Die Affengerechtigkeit

Nr. 188 (PSW 11, S.226-227)

Der Thron des Tierreichs fiel einmal auch den Affen anheim. In diesem Zeitpunkte redeten einige Hauptaffen miteinander ab, sie wollten in keinem Falle eine Ungerechtigkeit an sich kommen lassen. Die armen Tiere! Es kam ihnen nicht einmal in Sinn, daß sie vermöge ihrer Natur nicht anders können, als verstellte, heuchlerische, naschende und beißende Tiere zu Handlangern ihrer Gerechtigkeit anzustellen.

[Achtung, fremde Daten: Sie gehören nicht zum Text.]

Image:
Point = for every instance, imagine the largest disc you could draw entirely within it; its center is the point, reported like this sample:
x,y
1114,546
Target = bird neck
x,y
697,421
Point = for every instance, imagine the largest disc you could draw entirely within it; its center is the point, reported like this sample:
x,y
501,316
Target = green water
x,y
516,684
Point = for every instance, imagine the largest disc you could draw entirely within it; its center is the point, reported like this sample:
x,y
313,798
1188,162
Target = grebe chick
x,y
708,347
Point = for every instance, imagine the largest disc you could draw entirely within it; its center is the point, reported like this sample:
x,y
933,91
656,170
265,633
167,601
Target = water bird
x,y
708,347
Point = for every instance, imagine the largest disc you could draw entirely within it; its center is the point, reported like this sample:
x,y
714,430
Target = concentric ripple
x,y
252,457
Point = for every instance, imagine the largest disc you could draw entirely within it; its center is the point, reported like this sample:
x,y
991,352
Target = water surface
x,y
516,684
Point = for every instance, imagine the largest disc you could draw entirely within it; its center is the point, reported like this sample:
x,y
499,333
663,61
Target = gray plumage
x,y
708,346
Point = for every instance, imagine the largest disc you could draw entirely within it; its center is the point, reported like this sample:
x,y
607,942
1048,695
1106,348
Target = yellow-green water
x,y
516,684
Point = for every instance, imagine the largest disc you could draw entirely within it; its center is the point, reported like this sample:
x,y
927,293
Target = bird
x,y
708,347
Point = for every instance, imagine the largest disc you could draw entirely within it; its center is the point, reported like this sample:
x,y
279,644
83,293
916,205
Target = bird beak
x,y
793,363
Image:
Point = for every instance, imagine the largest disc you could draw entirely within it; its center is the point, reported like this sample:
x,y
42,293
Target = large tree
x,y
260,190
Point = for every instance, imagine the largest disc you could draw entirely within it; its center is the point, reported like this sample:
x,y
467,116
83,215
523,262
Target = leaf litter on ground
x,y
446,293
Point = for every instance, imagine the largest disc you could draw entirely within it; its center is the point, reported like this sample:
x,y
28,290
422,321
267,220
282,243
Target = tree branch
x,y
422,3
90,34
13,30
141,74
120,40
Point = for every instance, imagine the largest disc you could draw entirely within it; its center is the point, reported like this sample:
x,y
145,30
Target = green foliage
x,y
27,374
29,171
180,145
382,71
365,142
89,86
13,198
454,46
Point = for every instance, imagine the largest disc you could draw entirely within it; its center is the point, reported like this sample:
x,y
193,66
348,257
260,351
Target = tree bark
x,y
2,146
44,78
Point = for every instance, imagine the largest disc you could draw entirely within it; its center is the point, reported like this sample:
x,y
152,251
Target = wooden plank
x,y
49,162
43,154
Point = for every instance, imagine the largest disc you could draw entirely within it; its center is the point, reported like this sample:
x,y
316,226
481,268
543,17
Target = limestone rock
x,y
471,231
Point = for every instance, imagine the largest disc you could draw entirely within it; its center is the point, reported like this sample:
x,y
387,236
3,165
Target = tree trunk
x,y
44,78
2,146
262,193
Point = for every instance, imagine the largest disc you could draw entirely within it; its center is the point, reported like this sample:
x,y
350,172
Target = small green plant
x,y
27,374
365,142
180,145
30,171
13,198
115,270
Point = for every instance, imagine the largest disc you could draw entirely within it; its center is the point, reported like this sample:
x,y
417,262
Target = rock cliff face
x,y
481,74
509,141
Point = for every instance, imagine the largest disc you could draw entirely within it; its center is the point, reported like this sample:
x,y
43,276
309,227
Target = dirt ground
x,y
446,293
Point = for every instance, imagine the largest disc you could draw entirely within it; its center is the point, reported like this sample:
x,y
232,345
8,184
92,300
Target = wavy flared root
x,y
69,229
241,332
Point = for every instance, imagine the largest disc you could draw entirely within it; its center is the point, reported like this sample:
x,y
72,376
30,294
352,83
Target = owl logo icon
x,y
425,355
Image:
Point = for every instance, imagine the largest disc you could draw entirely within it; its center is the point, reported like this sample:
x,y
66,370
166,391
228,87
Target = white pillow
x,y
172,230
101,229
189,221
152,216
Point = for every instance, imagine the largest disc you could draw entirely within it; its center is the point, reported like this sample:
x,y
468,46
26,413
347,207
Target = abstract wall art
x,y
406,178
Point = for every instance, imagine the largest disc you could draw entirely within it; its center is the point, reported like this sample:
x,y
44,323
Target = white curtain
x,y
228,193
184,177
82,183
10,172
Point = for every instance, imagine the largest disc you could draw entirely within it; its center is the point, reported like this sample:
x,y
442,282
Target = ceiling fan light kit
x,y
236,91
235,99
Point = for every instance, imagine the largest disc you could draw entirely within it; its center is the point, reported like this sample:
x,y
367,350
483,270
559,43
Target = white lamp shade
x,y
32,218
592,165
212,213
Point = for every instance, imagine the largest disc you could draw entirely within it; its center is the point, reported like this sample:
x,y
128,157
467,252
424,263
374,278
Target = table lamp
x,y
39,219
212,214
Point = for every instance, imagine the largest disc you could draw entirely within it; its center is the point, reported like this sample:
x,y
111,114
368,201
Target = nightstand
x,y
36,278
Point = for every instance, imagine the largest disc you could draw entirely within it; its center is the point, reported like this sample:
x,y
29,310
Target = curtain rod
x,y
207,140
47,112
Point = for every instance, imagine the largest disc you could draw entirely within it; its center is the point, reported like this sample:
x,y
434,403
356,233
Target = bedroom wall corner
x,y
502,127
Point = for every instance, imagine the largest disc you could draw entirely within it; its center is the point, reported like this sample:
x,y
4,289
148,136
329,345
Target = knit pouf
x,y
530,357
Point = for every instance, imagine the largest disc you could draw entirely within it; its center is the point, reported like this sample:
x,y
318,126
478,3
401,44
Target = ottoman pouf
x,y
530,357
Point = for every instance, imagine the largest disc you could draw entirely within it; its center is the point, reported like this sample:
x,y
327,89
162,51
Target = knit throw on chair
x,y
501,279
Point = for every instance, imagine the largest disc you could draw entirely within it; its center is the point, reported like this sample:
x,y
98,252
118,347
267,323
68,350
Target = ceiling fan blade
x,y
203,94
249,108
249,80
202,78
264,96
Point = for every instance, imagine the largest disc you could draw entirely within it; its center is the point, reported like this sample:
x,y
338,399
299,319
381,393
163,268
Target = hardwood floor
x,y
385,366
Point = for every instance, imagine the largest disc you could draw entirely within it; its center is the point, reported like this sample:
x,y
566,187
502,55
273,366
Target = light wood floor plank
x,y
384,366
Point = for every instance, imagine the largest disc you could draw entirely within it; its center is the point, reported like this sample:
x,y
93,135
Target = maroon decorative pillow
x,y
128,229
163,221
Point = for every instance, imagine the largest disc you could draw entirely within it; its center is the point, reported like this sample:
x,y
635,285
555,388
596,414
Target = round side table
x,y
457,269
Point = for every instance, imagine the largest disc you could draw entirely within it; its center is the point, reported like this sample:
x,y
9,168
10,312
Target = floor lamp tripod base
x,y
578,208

Im Affenreich als Affen regieren, und keine Ungerechtigkeit an sich kommen zu lassen, kann nur Affen in Sinn kommen. Die Ungerechtigkeit fließt so notwendig aus ihrer Natur, wie der Bach aus seiner Quelle; das ist so wahr, daß man bestimmt sagen darf: die Erscheinung der hellen Mittagssonne in der Mitternachtsstunde wäre kein größeres Wunder, als die Erscheinung der Gerechtigkeit im Affenreiche. Und dann kommt diesfalls noch eine Betrachtung: wer in irgendeinem Geschäft schlechte Handlanger anstellen muß, dessen Sache ist zum voraus als verloren anzusehen, und da auch der niederste Handlanger, so weit der Wirkungskreis seines Auftrags hinlangt, als Stellvertreter seines Kommittenten angesehen werden muß, so ist offenbar, daß die Affengerechtigkeit im Affenreich in allen Mitteln und Maßregeln, die von ihr bis auf den Einfluß des niedersten Handlangers ihrer Gerechtigkeitsmummereien ausgehen, nicht anders als affenartig, d.i. nicht anders als so sein könne, wie sie aus dem Fleisch und Blut unruhiger, verstellter, heuchlerischer, naschender und beißender Tiere hervorzugehen vermag.